Tool misuse is when an AI agent calls a tool it has legitimate access to, but uses it in a way that was not intended by the system designer. The tool works exactly as designed. The problem is that the agent is using it for the wrong purpose.
File read for reconnaissance: An agent with a file.read tool reads /etc/passwd, .env files, or configuration files to discover system information. The file-read tool works correctly. The misuse is in what files are read.
Search for internal probing: An agent with a web search tool searches for internal company URLs, employee information, or infrastructure details. The search tool works correctly. The misuse is in the search queries.
Calculator for resource exhaustion: An agent with a calculator tool submits extremely large computations that consume CPU. The calculator works correctly. The misuse is in the scale of the input.
Database query for data harvesting: An agent with read-only database access runs SELECT * queries across every table to map the schema and extract all data.
Traditional access control says "this user can read files." Tool authorization for AI agents needs to say "this agent can read files in /tmp/ but not in /etc/, and only files smaller than 1MB, and not more than 10 reads per minute."
The challenge is that tool misuse uses the tool correctly. There is no bug, no exploit, no injection. The agent simply calls a permitted tool with arguments that serve a malicious or unintended purpose.
The key defense is policy rules that match on arguments, not just tool names:
rules:
- tool: "file.read"
action: allow
when:
args.path:
startsWith: "/tmp/workspace/"
- tool: "file.read"
action: block
when:
args.path:
matches: "\\.env$|/etc/|/proc/|credentials"
reason: "Sensitive file access blocked"
- tool: "database.query"
action: block
when:
args.query:
matches: "SELECT \\*.*FROM"
reason: "Wildcard selects are not allowed"

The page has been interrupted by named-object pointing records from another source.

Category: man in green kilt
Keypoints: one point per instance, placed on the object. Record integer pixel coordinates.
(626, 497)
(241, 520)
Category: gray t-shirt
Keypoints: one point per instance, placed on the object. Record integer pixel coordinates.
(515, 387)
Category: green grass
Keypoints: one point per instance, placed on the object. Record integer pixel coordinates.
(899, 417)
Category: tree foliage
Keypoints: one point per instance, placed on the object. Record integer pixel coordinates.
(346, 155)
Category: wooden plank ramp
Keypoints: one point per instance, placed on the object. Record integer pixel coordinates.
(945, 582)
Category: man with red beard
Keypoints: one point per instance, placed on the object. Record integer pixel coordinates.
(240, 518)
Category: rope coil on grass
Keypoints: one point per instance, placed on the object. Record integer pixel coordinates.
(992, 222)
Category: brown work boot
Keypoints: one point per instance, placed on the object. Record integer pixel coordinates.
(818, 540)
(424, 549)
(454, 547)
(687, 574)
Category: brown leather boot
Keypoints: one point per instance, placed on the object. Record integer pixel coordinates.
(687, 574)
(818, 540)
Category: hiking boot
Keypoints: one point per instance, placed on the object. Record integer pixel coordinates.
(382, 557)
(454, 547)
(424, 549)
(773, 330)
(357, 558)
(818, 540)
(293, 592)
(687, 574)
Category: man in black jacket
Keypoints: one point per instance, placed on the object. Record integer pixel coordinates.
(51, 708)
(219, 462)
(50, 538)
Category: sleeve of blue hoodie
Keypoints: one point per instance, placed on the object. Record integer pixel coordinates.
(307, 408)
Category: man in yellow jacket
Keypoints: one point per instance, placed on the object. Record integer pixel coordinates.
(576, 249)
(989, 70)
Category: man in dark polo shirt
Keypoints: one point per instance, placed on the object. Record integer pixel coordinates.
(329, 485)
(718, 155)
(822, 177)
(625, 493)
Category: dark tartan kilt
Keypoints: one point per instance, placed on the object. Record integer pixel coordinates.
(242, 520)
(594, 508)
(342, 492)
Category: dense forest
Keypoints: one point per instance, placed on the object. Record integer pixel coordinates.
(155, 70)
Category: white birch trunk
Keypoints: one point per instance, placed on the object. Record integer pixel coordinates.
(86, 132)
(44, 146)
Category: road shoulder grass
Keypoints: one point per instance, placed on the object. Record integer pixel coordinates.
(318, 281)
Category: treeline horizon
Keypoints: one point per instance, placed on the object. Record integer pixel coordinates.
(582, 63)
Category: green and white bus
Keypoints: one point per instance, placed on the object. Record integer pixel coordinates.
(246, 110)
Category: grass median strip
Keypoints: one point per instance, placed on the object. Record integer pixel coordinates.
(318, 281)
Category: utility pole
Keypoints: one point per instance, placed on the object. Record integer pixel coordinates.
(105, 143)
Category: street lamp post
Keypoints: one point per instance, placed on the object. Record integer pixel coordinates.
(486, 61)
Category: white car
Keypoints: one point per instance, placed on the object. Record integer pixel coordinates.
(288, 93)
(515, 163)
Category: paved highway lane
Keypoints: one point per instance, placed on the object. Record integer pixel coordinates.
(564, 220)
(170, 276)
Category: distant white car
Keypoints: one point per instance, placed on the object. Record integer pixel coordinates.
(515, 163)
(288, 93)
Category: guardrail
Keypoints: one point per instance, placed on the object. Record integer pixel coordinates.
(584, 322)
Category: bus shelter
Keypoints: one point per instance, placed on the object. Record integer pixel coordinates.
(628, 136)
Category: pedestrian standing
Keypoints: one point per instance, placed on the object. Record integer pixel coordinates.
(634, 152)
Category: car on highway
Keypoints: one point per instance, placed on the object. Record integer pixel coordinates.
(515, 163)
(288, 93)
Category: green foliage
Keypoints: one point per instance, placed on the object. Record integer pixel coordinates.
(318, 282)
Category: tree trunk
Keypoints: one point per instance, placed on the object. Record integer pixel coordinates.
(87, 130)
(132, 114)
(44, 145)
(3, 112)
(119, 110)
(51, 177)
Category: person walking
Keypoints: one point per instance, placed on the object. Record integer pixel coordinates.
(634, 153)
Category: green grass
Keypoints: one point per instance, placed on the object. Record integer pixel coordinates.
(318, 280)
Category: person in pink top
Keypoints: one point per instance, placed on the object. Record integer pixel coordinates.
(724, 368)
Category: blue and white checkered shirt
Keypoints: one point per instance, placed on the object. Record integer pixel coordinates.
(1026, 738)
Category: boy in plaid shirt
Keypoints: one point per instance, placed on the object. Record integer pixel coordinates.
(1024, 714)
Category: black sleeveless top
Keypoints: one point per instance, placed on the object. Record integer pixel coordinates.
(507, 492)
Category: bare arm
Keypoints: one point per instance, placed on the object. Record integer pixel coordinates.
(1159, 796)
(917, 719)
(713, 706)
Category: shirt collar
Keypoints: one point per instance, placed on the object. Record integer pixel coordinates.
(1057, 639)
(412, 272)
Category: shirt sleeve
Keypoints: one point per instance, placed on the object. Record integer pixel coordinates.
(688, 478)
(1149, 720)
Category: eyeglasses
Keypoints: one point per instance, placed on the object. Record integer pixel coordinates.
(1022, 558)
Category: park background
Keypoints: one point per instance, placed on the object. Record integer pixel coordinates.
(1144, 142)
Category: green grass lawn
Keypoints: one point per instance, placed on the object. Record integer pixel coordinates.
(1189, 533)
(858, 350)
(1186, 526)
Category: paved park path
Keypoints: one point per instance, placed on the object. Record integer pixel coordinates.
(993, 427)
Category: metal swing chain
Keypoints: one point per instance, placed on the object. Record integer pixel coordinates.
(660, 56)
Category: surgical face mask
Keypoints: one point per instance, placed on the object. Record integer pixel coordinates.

Even with argument restrictions, an agent can misuse tools through volume. Reading 10,000 allowed files is still data harvesting. Rate limiting adds a volume constraint:
- tool: "file.read"
action: allow
rateLimit:
maxCalls: 20
windowSeconds: 60
Sentinel can detect tool misuse patterns by monitoring tool usage distribution. If an agent that normally reads 2-3 files per session suddenly reads 50, the behavioral monitor flags the anomaly. This catches misuse patterns that individual rule matching cannot.